La loi de sécurisation de l’emploi du 14 juin 2013 a mis en place un dispositif légal de maintien temporaire, à titre gratuit, des garanties collectives de prévoyance complémentaire pendant les périodes de chômage.
En effet, il permet à chaque salarié, en cas de rupture du contrat de travail ouvrant droit à la prise en charge par l’assurance chômage et sauf faute lourde, de continuer à bénéficier pendant sa période de chômage et dans la limite de 12 mois, des garanties collectives contre le risque décès, les risques portant atteinte à l’intégrité physique de la personne ou liés à la maternité et les risques d’incapacité de travail ou d’invalidité.
En se fondant sur la règle prévue à l’article L. 911-8 du Code de la sécurité sociale, la Cour de cassation affirme que la portabilité des droits doit être appliquée même en cas de placement en liquidation judiciaire de l’entreprise.

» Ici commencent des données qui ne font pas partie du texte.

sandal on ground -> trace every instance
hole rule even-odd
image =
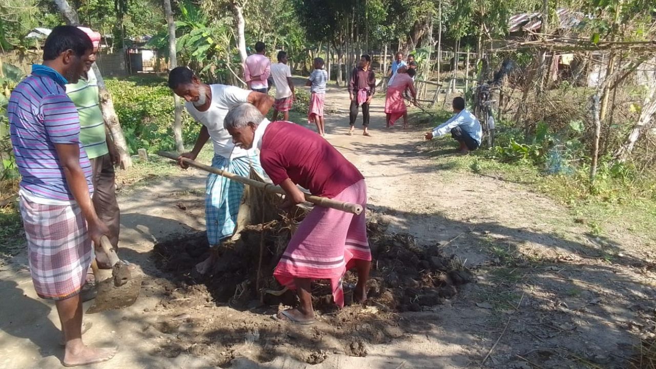
[[[317,321],[315,319],[310,319],[309,320],[299,320],[292,316],[289,313],[289,310],[283,310],[277,314],[274,314],[271,316],[274,320],[280,320],[282,322],[289,322],[293,324],[298,324],[302,326],[307,326],[310,324],[314,324]]]

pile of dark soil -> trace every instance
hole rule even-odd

Ainsi, les garanties « frais de santé » et « prévoyance » prévues par le contrat collectif d’assurance souscrit par l’employeur, doivent être maintenues au profit des anciens salariés.
Après avoir précisé que les dispositions de l’article L. 911-8 du Code de la sécurité sociale revêtent un caractère d’ordre public, la Haute juridiction indique que celles-ci n’opèrent aucune distinction entre les salariés d’entreprises in bonis (c’est-à-dire celles qui ne sont pas en difficultés) et les salariés dont l’entreprise se trouve placée en liquidation judiciaire.
Pour ces raisons, la Cour de cassation estime qu’il n’y a donc pas lieu d’exclure les salariés licenciés à la suite de la liquidation judiciaire de leur ancien employeur, de la possibilité de bénéficier de la portabilité des garanties collectives.
Pour mémoire, la Cour de cassation avait déjà indiqué, dans plusieurs avis du 6 novembre 2017, que le dispositif de portabilité de l’article L.911-8 du Code de la sécurité sociale s’applique également aux anciens salariés licenciés d’un employeur placé en liquidation judiciaire qui remplissent les conditions fixées par ce texte. Toutefois, elle indiquait que le maintien des droits implique que le contrat ou l’adhésion liant l’employeur à l’organisme assureur ne soit pas résilié.
Pour rejeter l’argument avancé par l’assureur, la Cour de cassation ajoute que la loi n’érige pas l’existence d’un dispositif assurant le financement du maintien des couvertures santé et prévoyance en critère ou condition d’application pour le bénéfice de la portabilité.
La portabilité des droits des anciens salariés licenciés à la suite d’une liquidation judiciaire de leur entreprise, doit donc être appliquée par l’assureur même lorsqu’aucun dispositif de financement visant à maintenir les garanties complémentaires n’existe.
Concrètement, avec cet arrêt du 5 novembre 2020, la Cour de cassation procède à un revirement de sa jurisprudence. En effet, elle abandonne la position qu’elle avait tenue dans un arrêt rendu le 18 janvier 2018. À l’époque, la Haute juridiction avait considéré que « l’absence d’un dispositif assurant le financement du maintien des couvertures santé et prévoyance lorsqu’une entreprise est en situation de liquidation judiciaire, […] était de nature à constituer un obstacle au maintien de ces garanties au profit d’un salarié licencié ».